Myocardial viability was assessed by 99mTc-methoxyisobutylisonitrile (MIBI) SPECT and 18F-FDG PET to evaluate the prognosis and treatment strategy of patients with myocardial infarction (MI) and left ventricular (LV) dysfunction. One hundred twenty-three consecutive patients with previous MI and LV dysfunction (LV ejection fraction [LVEF] 35 ± 6% [mean ± SD]) who underwent 99mTc-MIBI SPECT and FDG PET were followed for 26 ± 10 months. Distributions of the two radiotracers in myocardial segments were classified into two patterns: myocardial perfusion-metabolism mismatch (MM) and match. LVEF and LV end-diastolic diameter (EDD) were measured by echocardiography at baseline, and at 3 months (Pos1) and 6 months (Pos2) after revascularization. Cardiac death, acute MI, unstable angina, and late revascularization (>3 months) experienced by the patients during follow-up were defined as cardiac events.

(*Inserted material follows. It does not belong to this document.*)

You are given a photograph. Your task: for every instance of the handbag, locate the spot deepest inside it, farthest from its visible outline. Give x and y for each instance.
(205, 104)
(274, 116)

Sixty-seven patients underwent revascularization and 56 patients were treated medically. Of the 72 patients with two MM segments, 42 underwent revascularization (group A1) and 30 were treated medically (group A2). Of the 51 patients with less than two MM segments, 25 underwent revascularization (group B1) and 26 were treated medically (group B2). The four groups had similar baseline characteristics and resting LVEF. After revascularization, EF increased in group A1 from 36 ± 5% to 44 ± 8% (P < 0.0001) in Pos1 and to 51 ± 9% (P < 0.0001) in Pos2. EDD decreased from 62 ± 8 mm to 56 ± 5 mm (P < 0.001) in Pos1 and to 55 ± 5 mm (P < 0.001) in Pos2. However, EF and EDD were unchanged in group B1 (P > 0.05). During follow-up, 22 patients (17.9%) suffered cardiac events, including 11 cardiac deaths, four acute MI, six late coronary artery bypass grafts, and one unstable angina pectoris. The cardiac event rate in group A2 (50%) was significantly higher than that of groups A1 (2.4%; P < 0.0001), B1 (12%; P = 0.003), and B2 (11.5%; P = 0.002). Assessment of myocardial viability using hybrid 99mTc-MIBI SPECT and FDG PET can predict the clinical outcome and is helpful in decision-making in the treatment strategy of patients with MI and LV dysfunction. Revascularization can improve the LV function and clinical outcome of patients with more than two viable myocardial segments.

Commentary
This study highlights the previously known observation that patients with LV dysfunction and viable tissue are at risk for future complications. The concept of viable tissue — dysfunctional myocardium with preserved metabolic activity that can improve in function after revascularization — has been extensively discussed in issue 10 of Heart and Metabolism. The present study is important because: (1) patients were studied after MI, in contrast with most viability-prognosis studies; and (2) the patients were consecutively included, suggesting less inclusion bias. Interestingly, the event rate of this study is very similar to the mean event rate from previous studies in patients with chronic LV dysfunction. Also in this study the authors found that revascularization improved the LVEF and reduced event rates only in patients with viable tissue. Thus, residual viable tissue both after an acute coronary syndrome and in the chronic state is associated with an increased adverse event rate. However, the missing evidence is a study in which patients with viable tissue are randomized to optimal conservative treatment vs revascularization. Such studies are ongoing and the results will determine whether standard viability assessment, possibly followed by revascularization, is mandatory in every patient with LV dysfunction.